Initial examination of data (IDA)

  • data structure, how many variables? categorical/binary/continuous?
  • Useful to reduce dimensionality?
  • ordinal data -> coded as numerical or with dummies?
  • data cleaning: coding errors, OCR, etc.
  • data quality: collection, errors & outliers => eyeballing is very helpful, 5-point summaries
  • missings: MCAR, impute, EM Algorithm

descriptive statistics

  • for complete data set & interesting sub groups
  • 5-point summary, IQR, tables, graphs
  • Tufte’s lie factor = apparent size of effect shown in the graph / actual size of effect int he data
  • graphs: units, title, legend

data modification

  • test data transformation
  • estimating missings
  • adjust extreme values
  • create new variables
  • try box-cox transformation


  • significance tests are widely overused, esp. in medicine, biology and psychology.
  • Statistically significant effects not always interesting, esp. using big samples
  • non-significant not always the same as no difference, opposite of previous example
  • enforcement of significant levels, why five not four or one or whatever. This can lead to an publican bias.
  • Estimates are more important, because they communicate relationships
  • Often null hypothesis silly, e.g. water doesn’t affect growth of a plant
    • Better: Interesting resuls should be repeatable in general and under different conditions. (Nelder: significant sameness)

appropriate procedure

  • do more than just one type of analysis, e.g. parametric vs. non-parametric or robust
  • robust good methods better than optimal methods with lots of assumptions
  • don’t just use a method you’re familiar with just because you are familiar with it
  • think in different ways about the problem
  • be prepared to make ad hoc modifications
  • you cannot know everything
  • analysis is more than just fitting the model


  • assumed model is often more important than frequentest vs.
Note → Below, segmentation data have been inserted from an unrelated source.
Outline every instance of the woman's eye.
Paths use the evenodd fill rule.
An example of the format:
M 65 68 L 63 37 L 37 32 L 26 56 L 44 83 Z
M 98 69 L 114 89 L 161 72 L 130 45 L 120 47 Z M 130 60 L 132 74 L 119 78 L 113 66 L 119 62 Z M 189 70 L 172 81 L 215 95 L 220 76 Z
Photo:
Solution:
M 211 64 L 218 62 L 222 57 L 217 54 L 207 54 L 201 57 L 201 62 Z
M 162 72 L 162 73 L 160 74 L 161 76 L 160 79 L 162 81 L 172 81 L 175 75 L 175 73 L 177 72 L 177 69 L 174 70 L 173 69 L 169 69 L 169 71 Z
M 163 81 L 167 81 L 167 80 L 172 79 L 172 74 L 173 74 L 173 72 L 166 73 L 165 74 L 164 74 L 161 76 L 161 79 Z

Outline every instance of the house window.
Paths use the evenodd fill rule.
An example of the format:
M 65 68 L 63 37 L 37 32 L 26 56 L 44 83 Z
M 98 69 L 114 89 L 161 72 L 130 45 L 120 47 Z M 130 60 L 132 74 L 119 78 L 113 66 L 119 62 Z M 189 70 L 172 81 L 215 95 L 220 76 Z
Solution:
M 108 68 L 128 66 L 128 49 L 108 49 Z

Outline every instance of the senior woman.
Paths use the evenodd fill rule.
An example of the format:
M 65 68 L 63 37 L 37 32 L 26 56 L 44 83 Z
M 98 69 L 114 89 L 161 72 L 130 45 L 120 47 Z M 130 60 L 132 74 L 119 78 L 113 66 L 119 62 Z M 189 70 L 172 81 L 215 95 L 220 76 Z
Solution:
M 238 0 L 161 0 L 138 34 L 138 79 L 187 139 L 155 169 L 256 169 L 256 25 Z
Bayesian


  • learn your statistics software and a scientific programming language
  • learn using a library, google scholar, searching in general

statistical consulting

  • work with the people; statistics isn’t about numbers, it’s about people
  • understand the problem and the objective
  • ask lots of questions
  • be patient
  • bear in mind resource constraints
  • write in clear language


  • be skeptical
  • understand numbers
  • learn estimating
  • check dimensions
  • My book recommendation: Innummeracy
  • check silly statistics: e.g. mean outside of range
  • avoid graph without title and labels
  • don’t use linear regression for non-linear data
  • check assumptions, e.g. mult. regression: more variables than observations
  • my first time working with real data saw how different the process was
  • => Real work isn’t like your statistics 101 course; data is messy, you don’t have an unlimited amount of time or money
  • courses let you think that you got the data, look for your perfect model and you’re done – rather it is 70% searching for data & thinking about pitfalls, 25% cleaning up data and understanding it and about 5% doing the actual analysis

The second half of the book is filled with awesome exercises. I’d recommend everybody working with statistical techniques or working with data checking them out. They are insightful, interesting and stimulating. Furthermore, Chatfield shows that you can reveal insights with simple techniques.
Problem Solving: A statistician’s guide is a clear recommendation for everybody working with data on a daily basis, especially people with less than 2 to 5 years experience. I close with a quote of D. J. Finney: Don’t analyze numbers, analyze data.